The bug relies on what appears to be a nasty logic screwup in FaceTime’s group call system. While we’re opting to not outline the steps here, the bug seems to trick the recipient’s phone into thinking a group call is already ongoing. A few quick taps, and FaceTime immediately trips over itself and inexplicably fires up the recipient’s microphone without them actually accepting the call.

Weirder yet: if the recipient presses the volume down button or the power button to try to silence or dismiss the call, their camera turns on as well. Though the recipient’s phone display continues showing the incoming call screen, their microphone/camera are streaming.

Apple told us and other media that it plans to issue a more permanent solution in the coming days.

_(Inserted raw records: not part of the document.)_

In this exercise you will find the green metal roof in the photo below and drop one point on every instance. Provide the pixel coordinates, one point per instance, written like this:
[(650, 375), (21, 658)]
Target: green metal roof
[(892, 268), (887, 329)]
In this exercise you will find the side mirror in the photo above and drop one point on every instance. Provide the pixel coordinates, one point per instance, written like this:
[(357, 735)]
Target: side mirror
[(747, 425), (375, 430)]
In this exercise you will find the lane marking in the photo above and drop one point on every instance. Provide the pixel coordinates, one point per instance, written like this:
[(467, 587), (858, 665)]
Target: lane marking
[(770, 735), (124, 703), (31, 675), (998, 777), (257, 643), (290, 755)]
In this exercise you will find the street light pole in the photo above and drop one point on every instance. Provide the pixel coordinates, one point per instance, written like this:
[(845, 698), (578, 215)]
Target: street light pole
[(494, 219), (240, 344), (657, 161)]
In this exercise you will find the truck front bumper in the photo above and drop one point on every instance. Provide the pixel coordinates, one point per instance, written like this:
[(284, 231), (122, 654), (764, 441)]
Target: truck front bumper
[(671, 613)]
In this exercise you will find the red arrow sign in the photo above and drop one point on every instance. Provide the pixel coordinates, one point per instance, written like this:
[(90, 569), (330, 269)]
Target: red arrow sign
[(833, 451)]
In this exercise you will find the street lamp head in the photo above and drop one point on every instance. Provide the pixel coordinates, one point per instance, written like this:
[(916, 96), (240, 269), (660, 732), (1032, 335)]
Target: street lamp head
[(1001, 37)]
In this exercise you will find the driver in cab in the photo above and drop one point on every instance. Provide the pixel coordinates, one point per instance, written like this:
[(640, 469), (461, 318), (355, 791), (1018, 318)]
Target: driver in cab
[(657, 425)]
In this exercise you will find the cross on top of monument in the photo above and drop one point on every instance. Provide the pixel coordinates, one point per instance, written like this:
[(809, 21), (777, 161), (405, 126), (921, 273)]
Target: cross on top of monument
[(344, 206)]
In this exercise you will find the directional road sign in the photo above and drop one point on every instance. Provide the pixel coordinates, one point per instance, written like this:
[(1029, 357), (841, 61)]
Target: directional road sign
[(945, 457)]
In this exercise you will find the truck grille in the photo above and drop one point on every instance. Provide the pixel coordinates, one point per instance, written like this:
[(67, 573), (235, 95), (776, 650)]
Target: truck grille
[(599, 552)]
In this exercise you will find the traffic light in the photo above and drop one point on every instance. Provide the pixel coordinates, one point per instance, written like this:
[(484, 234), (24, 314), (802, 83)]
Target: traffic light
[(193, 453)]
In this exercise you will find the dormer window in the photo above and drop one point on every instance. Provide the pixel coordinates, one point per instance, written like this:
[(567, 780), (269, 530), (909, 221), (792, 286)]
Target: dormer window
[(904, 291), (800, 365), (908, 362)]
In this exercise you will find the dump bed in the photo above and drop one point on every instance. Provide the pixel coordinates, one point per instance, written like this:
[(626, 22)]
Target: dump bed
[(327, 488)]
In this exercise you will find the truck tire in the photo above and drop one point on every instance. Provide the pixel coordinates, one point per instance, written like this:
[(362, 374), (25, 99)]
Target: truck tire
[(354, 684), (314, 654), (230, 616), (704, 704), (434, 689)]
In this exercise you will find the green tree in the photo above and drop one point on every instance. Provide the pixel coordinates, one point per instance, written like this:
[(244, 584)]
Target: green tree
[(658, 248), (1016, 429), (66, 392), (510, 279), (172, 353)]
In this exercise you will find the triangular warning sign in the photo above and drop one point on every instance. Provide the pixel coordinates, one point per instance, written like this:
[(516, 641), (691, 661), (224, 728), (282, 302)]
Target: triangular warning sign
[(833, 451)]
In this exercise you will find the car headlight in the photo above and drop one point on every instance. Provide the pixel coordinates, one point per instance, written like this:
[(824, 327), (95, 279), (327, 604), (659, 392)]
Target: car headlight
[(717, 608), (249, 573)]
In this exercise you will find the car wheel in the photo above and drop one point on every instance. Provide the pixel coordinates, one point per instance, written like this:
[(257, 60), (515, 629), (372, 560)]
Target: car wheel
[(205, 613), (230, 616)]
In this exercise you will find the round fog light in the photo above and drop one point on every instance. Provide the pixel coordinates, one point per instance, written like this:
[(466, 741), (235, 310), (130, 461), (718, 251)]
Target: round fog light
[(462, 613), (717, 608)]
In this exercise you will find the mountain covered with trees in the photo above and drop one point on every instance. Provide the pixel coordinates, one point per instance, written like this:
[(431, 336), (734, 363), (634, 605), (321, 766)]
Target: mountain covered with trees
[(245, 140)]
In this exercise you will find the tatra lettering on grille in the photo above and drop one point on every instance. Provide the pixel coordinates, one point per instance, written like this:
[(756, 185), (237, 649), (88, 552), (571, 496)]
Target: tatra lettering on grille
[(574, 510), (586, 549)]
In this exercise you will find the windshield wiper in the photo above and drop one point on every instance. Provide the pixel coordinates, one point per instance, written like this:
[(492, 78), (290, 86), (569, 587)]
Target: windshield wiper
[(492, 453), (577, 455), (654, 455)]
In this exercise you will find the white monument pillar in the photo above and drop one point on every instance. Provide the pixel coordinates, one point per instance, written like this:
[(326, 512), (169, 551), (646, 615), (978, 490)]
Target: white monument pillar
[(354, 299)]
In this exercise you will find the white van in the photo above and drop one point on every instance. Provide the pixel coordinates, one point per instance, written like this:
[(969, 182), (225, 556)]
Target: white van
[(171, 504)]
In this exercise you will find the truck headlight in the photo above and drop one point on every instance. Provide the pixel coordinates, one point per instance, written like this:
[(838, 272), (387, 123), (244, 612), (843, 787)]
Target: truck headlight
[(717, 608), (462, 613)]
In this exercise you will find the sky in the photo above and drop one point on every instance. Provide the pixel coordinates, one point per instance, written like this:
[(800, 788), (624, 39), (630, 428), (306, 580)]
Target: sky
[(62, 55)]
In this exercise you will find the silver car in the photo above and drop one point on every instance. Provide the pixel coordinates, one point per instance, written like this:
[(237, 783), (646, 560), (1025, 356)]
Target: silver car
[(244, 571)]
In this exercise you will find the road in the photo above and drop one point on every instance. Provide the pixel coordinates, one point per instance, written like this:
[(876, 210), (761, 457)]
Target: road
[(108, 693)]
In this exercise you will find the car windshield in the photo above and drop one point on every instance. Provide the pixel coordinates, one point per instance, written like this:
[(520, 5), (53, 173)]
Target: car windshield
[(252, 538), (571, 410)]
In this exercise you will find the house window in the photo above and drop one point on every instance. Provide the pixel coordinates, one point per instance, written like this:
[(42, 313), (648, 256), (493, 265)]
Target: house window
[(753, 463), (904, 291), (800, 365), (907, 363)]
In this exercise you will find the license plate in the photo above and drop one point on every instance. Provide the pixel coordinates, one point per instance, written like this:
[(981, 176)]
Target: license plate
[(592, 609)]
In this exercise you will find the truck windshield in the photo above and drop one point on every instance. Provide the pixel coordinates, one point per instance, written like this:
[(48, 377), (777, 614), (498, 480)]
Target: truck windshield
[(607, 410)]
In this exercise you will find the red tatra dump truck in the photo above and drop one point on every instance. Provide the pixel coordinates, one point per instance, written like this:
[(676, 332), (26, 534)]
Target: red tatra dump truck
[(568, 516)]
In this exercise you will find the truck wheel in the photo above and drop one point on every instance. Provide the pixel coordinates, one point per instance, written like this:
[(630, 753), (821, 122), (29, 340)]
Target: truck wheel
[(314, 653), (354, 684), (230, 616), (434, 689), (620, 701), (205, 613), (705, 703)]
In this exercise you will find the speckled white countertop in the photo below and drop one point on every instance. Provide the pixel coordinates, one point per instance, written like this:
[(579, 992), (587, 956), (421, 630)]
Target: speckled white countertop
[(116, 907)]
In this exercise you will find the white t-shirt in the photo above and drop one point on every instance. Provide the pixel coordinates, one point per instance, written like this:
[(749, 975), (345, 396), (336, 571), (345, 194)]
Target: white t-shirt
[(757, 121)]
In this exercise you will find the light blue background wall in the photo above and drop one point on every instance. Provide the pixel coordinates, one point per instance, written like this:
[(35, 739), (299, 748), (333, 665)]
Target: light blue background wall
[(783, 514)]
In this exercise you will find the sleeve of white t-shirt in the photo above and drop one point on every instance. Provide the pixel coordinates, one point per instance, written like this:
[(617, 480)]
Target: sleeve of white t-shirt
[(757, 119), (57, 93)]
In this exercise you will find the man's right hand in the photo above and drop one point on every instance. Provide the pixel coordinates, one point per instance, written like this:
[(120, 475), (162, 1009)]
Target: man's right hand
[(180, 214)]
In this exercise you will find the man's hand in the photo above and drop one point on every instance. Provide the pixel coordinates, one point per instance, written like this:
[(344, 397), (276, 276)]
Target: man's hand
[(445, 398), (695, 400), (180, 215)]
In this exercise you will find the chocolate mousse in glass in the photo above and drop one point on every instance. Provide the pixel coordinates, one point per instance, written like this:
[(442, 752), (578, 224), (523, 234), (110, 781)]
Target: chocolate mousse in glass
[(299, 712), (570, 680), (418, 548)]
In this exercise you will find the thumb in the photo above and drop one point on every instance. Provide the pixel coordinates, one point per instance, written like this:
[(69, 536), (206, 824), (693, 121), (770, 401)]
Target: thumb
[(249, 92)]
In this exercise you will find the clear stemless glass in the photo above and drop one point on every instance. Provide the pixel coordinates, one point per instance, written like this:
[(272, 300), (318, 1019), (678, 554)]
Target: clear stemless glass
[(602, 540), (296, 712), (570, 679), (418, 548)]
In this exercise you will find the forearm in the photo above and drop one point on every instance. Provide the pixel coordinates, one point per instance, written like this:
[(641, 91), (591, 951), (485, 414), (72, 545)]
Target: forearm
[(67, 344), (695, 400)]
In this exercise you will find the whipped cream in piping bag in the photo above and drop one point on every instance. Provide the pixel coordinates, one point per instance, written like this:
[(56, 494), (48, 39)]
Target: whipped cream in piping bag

“We’re aware of this issue and we have identified a fix that will be released in a software update later this week,” a spokesperson said.

It’s interesting to note that the group calling feature actually took longer than planned to arrive in iOS follow a hiccup. It was added then removed from the beta version of iOS 12 in August while it took time to roll out to all users. The feature was absent when iOS 12 shipped to all in September and, instead, it arrived with the launch of iOS 12.1 in October. Apple never provided a reason for the delay.

The bug is an embarrassing incident for Apple, which has long emphasized its focus on privacy as a business and within its products. That included a recent banner at CES which triumphantly proclaimed: “What happens on your iPhone, stays on your iPhone.”